By Cal Haupt, president and CEO of Southeast Mortgage
In Samuel Coleridge’s epic poem, “The Rime of the Ancient Mariner,” the narrating sailor details a stalled voyage on the sea: “We stuck, nor breath nor motion; as idle as a painted ship upon a painted ocean.”
Our debts weigh us down, and can make us feel trapped. In times of economic uncertainty our debts feel heavier. To borrow another famous image from Coleridge’s poem, debt can feel like the albatross hanging around your neck.
Some homeowners, concerned with their debt, have begun making extra payments on their mortgages. Paying off debt is smart, but prepaying your mortgage isn’t always a good financial decision. Whether or not to pay off your mortgage early depends on a variety of factors, including your age, other debts, and mortgage rate, among others. Here are a couple factors to consider when deciding whether or not to prepay your mortgage.
• Debt you owe on a home isn’t classified as a “bad debt.”

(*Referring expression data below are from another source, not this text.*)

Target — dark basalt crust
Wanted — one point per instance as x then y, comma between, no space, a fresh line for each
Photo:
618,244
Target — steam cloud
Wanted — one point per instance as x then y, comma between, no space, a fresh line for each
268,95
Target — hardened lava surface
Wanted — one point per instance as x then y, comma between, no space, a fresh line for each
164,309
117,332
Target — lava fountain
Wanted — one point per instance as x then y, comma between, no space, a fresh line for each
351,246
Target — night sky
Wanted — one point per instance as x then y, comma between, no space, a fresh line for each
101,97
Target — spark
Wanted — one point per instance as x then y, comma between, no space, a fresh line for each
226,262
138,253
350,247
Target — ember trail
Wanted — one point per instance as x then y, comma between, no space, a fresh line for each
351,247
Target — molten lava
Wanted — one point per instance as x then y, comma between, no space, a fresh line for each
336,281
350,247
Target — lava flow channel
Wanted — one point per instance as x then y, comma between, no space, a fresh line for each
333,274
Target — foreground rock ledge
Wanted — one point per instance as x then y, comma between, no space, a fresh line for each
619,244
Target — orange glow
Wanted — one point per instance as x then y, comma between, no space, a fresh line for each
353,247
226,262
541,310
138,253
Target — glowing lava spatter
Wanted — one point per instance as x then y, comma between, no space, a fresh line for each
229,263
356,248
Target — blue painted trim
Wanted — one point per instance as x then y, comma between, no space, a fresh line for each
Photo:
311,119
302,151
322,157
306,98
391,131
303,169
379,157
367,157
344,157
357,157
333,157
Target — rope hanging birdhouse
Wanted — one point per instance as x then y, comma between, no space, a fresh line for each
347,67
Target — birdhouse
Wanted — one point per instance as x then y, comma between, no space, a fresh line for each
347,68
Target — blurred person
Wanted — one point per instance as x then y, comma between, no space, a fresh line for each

Despite what the markets have done over the past few years, take a long view. Homes generally appreciate over the years. The interest you pay on your mortgage is typically tax deductible, too. Consider paying other debts, such as money owed on credit cards or on student loans. Interest on credit card debt grows quickly, while the items purchased with your plastic card usually depreciate in value.
• Think about opportunity costs.
Extra payments towards your principal might be better spent in an investment. If investing money will bring at least a 3 percent higher return than paying the mortgage early, invest. Do you have enough money put away in case of an emergency or unemployment? Remember that a savings account is a more liquid asset than a house, and that you should strive to always have enough put away to see you through six months in case of a crisis. Young families with children have childcare and education expenses to budget for; it may be beneficial for such a couple to keep mortgage payments as low as possible. Conversely, empty nesters may benefit from extra payments.
• Carefully weigh all the benefits and potential downsides to accelerating payments on your mortgage.
Calculate how much interest you can save. Before you decide to make extra payments towards your principal each month, speak with a financial advisor. Otherwise, you could end up hurting your overall financial health.